On the same topics, I volition locomote giving a verbalize at the European Financial Association, on Friday, titled  "Michelson-Morley, Occam as well as Fisher: The radical implications of stable inflation at the zero bound," slides here. (Yes, it's an development of before talks, as well as hopefully it volition locomote a newspaper inward the fall.)

And, also on the same topic, you lot mightiness notice useful a ready of slides for a 1.5 hr MBA course of study roofing all of monetary economic science from Friedman to Sargent-Wallace to Taylor to Woodford to FTPL.  That besides should teach written downwards at around point.

The verbalize incorporates something I merely figured out terminal week, namely how Sims' "stepping on a rake" model produces a temporary spend upwards inward inflation later an involvement charge per unit of measurement rise. Details here. The telephone substitution is elementary financial theory of the cost level, long-term debt, as well as a Treasury that stubbornly keeps existent surpluses inward house fifty-fifty when the Fed devalues long-term debt via inflation.

Here is actually elementary example.


Contrast a perpetuity alongside i menses debt, as well as a frictionless model. Frictionless agency constant existent rates as well as inflation moves i for i alongside involvement rates
$$ \frac{1}{1+i_t} = \beta E_t \frac{P_t}{P_{t+1}} $$
The financial theory equation, existent value of authorities debt = introduce value of surpluses,  says
$$\frac{Q_t B_{t-1}}{P_t} = E_t \sum \beta^j s_{t+j}$$
where Q is the bond price, B is the position out of bonds outstanding, as well as second are existent principal surpluses. For i menses debt Q=1 always. (If you lot don't encounter equations inward a higher house or motion-picture present below, come upwards dorsum to the master copy here.)

Now, suppose the Fed raises involvement rates, unexpectedly,  from \(i\) to \(i^\ast\), as well as (really important) in that place is no alter to financial policy \(s\). Inflation \(P_{t+1}/P_t\) must jump straightaway upwards next the Fisher relation. But the cost degree \(P_t\)might jump too.

With i menses debt, that can't hap -- B is predetermined, the correct side doesn't change, thence \(P_t\) can't change. We merely ramp upwards to to a greater extent than inflation.

But alongside long-term debt, whatsoever alter inward the bond cost Q must locomote reflected inward a jump inward the cost degree P. In the example, the cost of the perpetuity falls to
$$ Q_t = \sum_{j=1}^\infty \frac{1}{(1+i^\ast)^j} = \frac{1+i\ast}{i^\ast}$$
thence if nosotros were expecting P nether the master copy involvement charge per unit of measurement i, nosotros at nowadays have
$$\frac{P_t}{P} = \frac{1+i^\ast}{1+i} \frac{i}{i^\ast}$$
If the involvement charge per unit of measurement rises permanently from 5% to 6%, a 20% rise, the cost degree jumps downwards 20%. The glutinous cost version smooths this out as well as gives us a temporary disinflation, but as well as thence a long run Fisher rising inward inflation.

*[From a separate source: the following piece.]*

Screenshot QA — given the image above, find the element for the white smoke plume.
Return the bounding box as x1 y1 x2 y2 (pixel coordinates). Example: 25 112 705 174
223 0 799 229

Do nosotros believe it? It relies crucially on the Treasury pigheadedly raising unchanged surpluses when the Fed inflates away coupons the Treasury must pay on its debt, thence all the Fed tin forcefulness out arrive at is rearrange the cost degree over time.

But it tells us this is the of import inquiry -- the dynamics of inflation next an involvement charge per unit of measurement rising depend crucially on how nosotros recollect financial policy adjusts. That's a vastly dissimilar focus than nearly of monetary economics. That we're looking nether the incorrect couch is big word past times itself.

Even if the short-run sign is negative, that is non necessarily an invitation to activist monetary policy which exploits the negative correlation. Sims model, as well as this one, is Fisherian inward the long run -- higher involvement rates eventually hateful higher inflation. Like Friedman's lawsuit of adjusting the temperature inward the shower, rather than fiddle alongside the knobs it mightiness locomote ameliorate to merely ready it where you lot desire it as well as wait.